ROOT object count entries memory size
TH1D 174 145077 130864
TH1I 2583 2373890 9005768
TProfile2D 270 150392 113716800
TH1F 30 20582 91312
TH2I 13172 3787288 6932110544
TH2F 55 648200 25954536
TH2D 657 87628 225815552
TTree 2 12 2000
TProfile 25 52617 346176
TH2S 96 28905 2654208
Total 17064 7294591 7309827760

Trial 3:

ROOT object count entries memory size
TH1D 174 145139 130864
TH1I 2583 2373822 9005768
TProfile2D 270 150392 113716800
TH1F 30 20582 91312
TH2I 13172 3790748 6932110544
TH2F 55 648200 25954536
TH2D 657 87659 225815552
TTree 2 12 2000
TProfile 25 52617 346176
TH2S 96 28905 2654208
Total 17064 7298076 7309827760

Notice that the differences in the numbers of entries appear in histograms of all types, so there should be no difficulty finding a specific example to drill down on.

rjones30 commented 3 years ago

I narrowed down the differences in the reconstruction output between repeated identical runs over the same raw data to the way that dEdx information is being reported for hits in the CDC. The dEdx hits lists in my debug printouts are identical for the two trials for most events, but not all. A quick scan reveals that the differences are seen in the CDC dEdxHits lists, where about one track out of 100 shows some difference somewhere in the list. Using vimdiff I went through and made a detailed comparison between the two lists. This is what I see.

  1. All of the differences lie in the CDC hits lists; the FDC hits lists are all identical in this sample of 923 events.
  2. Most of the differences can be explained as insertions/deletions: some hits included in one list are not found in the other.
  3. Sometimes, but rarely, the two dE values for a hit agree but the dx values are different.
  4. Most of the time the dE and dE_amp values are similar in magnitude, but sometimes the dE value is much larger, eg. dE=9.323973e-01, dE_amp=1.788133e-06, dx=1.635120.
  5. Most of the time the dx value is reasonable, but sometimes it is too large to be realistic, eg. dE=6.554818e-06, dE_amp=5.198256e-06, dx=8494.518240.

Regarding the large values of dE, this appears to not be so unusual. Here is a plot of the distributions of dE and dE_amp values from this sample of 923 events. I have plotted the x axis on a log scale to make the difference in scales between the two parts of the distribution visible.

image image

The dE_amp distribution looks normal, but what are these dE values way up at one?

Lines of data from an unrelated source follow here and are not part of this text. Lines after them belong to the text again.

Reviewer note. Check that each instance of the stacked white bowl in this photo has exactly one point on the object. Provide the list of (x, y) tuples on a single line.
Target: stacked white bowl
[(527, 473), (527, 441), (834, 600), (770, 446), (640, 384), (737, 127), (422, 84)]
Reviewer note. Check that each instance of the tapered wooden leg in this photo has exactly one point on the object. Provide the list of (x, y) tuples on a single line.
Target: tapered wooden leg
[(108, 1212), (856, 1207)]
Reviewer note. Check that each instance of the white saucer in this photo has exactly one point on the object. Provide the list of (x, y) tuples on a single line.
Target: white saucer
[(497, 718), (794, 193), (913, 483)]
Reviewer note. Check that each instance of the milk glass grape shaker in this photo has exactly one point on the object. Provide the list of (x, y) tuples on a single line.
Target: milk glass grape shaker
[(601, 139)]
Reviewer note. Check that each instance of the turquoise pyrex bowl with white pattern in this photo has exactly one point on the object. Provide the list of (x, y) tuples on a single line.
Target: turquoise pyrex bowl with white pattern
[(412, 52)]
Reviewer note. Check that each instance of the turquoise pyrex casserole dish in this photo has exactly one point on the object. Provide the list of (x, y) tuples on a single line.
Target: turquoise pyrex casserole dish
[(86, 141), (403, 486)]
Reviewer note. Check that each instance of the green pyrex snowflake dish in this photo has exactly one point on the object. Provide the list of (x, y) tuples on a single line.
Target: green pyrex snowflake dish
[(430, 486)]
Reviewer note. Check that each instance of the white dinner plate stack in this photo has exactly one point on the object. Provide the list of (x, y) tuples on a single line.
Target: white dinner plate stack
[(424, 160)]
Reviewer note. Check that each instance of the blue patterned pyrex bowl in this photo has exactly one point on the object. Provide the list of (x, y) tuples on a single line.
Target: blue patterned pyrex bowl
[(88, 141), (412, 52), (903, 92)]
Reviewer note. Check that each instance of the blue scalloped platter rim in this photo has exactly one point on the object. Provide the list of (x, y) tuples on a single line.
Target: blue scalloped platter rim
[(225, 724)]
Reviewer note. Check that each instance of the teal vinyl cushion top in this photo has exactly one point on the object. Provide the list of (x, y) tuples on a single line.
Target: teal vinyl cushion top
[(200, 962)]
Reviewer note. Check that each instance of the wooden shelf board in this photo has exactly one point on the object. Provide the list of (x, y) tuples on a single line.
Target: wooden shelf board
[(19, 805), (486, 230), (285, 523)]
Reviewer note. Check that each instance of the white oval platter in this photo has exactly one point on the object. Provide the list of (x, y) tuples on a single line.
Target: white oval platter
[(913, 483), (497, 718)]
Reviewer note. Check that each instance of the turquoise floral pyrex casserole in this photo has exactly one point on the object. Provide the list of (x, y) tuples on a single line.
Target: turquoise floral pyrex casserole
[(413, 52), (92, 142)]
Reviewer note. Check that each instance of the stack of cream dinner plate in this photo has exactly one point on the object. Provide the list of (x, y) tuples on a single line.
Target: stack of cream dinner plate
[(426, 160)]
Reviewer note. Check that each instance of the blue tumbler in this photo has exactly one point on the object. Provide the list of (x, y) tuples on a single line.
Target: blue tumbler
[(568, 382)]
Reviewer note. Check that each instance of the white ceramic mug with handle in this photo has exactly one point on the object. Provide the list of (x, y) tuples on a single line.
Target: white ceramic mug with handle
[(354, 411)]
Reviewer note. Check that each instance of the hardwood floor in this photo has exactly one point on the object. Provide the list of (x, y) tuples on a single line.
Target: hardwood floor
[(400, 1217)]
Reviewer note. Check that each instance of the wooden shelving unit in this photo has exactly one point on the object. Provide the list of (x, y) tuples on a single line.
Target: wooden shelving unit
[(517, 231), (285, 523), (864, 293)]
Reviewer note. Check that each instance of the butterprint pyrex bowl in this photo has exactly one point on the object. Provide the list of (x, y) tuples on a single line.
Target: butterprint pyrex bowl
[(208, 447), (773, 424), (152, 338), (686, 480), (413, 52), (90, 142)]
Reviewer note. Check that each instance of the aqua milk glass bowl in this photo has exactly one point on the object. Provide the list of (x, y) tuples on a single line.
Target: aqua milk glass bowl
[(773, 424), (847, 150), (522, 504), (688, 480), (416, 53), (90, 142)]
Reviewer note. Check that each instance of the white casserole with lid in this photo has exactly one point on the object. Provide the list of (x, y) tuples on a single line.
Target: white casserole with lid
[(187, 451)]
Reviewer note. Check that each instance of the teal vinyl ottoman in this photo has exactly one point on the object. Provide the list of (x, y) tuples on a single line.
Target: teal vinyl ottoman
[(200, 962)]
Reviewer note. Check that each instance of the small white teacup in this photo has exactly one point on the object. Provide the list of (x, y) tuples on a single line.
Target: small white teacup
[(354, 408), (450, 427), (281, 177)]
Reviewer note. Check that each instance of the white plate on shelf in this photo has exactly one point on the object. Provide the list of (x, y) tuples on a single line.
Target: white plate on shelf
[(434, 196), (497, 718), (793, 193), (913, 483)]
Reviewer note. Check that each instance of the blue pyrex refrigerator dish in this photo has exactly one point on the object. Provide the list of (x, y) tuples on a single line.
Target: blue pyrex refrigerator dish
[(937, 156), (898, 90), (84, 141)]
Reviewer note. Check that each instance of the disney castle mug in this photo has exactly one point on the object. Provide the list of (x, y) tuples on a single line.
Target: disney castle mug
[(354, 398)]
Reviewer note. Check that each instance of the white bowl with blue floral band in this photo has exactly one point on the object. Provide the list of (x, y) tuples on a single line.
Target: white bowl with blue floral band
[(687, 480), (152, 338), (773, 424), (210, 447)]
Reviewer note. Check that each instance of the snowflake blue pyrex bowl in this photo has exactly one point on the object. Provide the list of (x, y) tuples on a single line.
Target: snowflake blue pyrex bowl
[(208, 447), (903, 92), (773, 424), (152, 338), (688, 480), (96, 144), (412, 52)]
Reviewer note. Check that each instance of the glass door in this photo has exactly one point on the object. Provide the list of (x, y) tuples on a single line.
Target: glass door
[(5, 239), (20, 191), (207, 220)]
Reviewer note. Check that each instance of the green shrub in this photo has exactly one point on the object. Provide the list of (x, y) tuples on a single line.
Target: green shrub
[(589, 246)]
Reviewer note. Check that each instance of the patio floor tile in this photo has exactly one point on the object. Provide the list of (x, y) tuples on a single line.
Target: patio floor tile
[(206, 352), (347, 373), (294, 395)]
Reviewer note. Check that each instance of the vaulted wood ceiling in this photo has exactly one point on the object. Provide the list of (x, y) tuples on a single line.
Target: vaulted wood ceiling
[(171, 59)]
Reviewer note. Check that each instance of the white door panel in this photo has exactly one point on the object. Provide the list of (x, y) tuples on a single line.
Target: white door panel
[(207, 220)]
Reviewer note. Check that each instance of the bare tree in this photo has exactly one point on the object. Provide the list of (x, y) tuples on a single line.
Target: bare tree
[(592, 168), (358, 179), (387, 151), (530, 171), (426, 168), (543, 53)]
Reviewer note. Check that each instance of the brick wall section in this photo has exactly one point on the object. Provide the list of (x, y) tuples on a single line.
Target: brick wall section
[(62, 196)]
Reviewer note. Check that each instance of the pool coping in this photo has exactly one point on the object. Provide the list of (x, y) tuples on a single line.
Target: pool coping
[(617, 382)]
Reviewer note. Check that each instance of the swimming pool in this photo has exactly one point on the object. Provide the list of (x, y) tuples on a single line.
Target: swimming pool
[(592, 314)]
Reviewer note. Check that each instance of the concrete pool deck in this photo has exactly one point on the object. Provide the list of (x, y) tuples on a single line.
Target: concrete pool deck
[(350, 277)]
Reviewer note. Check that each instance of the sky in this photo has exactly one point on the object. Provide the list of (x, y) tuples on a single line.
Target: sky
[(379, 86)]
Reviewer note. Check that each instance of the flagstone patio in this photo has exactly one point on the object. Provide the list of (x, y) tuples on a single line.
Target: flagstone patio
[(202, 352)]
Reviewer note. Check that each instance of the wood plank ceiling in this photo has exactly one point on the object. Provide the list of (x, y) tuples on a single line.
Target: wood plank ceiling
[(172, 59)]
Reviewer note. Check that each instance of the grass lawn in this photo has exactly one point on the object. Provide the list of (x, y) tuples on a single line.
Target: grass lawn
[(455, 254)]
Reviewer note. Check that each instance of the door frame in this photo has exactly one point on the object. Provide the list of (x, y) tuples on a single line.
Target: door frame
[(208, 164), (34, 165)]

They only comprise 1% of the total statistics on the dE variable, but they should be understood. Even more interesting, they do not appear in the dE_amp distribution. Looking at the debug listing, these exceptional dE values always appear at the end of the CDC hist list for their track, as if the hits list had been ordered in increasing dE, although this is clearly not the case because the ordering is not exact. The corresponding dE_amp values for the same hit look normal.